Un constat d'inefficacité ne débouchera
qu'exceptionnellement sur le changement :
Contrairement au monde de l'entreprise, où de
tels constats aboutissent rapidement à des
mesures radicales tant sur le plan de la
restructuration du personnel que sur celui des
pratiques, l'école gère différemment les
16. différences inter-personnelles: on
s'accommode, on ne juge pas ouvertement, on
évite d'entrer en discussion sur certains sujets,
on censure. On se contente d'évaluations
ponctuelles, au lieu de mettre en place une
culture et par conséquent les structures de
collaboration, permettant d'abattre les
défenses, de poser le problème, sans blesser,
sans accuser, sans dramatiser et enclencher
ensuite le processus nécessaire à sa solution.

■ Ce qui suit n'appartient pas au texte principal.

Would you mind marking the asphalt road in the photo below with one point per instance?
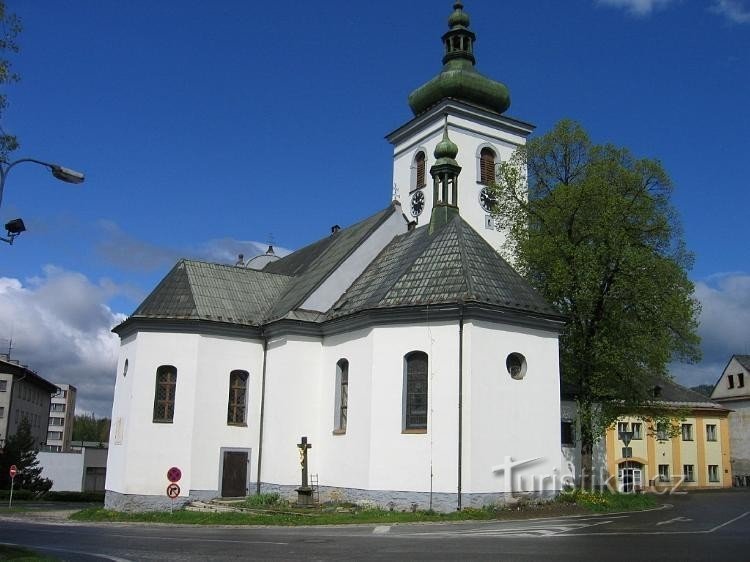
(697, 526)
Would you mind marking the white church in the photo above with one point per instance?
(419, 365)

Notons ici que dans la plupart des
établissements, de telles structures existent,
mais sont en général perverties à des fins
administratives ou de formation ponctuelle,
sans méthode ni animation appropriées pour
dépasser les connivences et les règles de
coexistence pacifique, mais sans implication.
La troisième ligne conductrice, nous l'avons
formulée dès le début: s'abstenir de mesurer
l'efficacité des établissements ne veut pas dire
rejeter l'idée même de l'efficacité. Mais il
conviendrait d'abord, au sein de
l'établissement, de mettre en route une
réflexion concernant le concept d'efficacité, et
de négocier ensuite les buts, les formes et les
démarches d'une évaluation qui, au-delà du
diagnostic, permette d'élaborer le sens du
changement et de le mettre en pratique.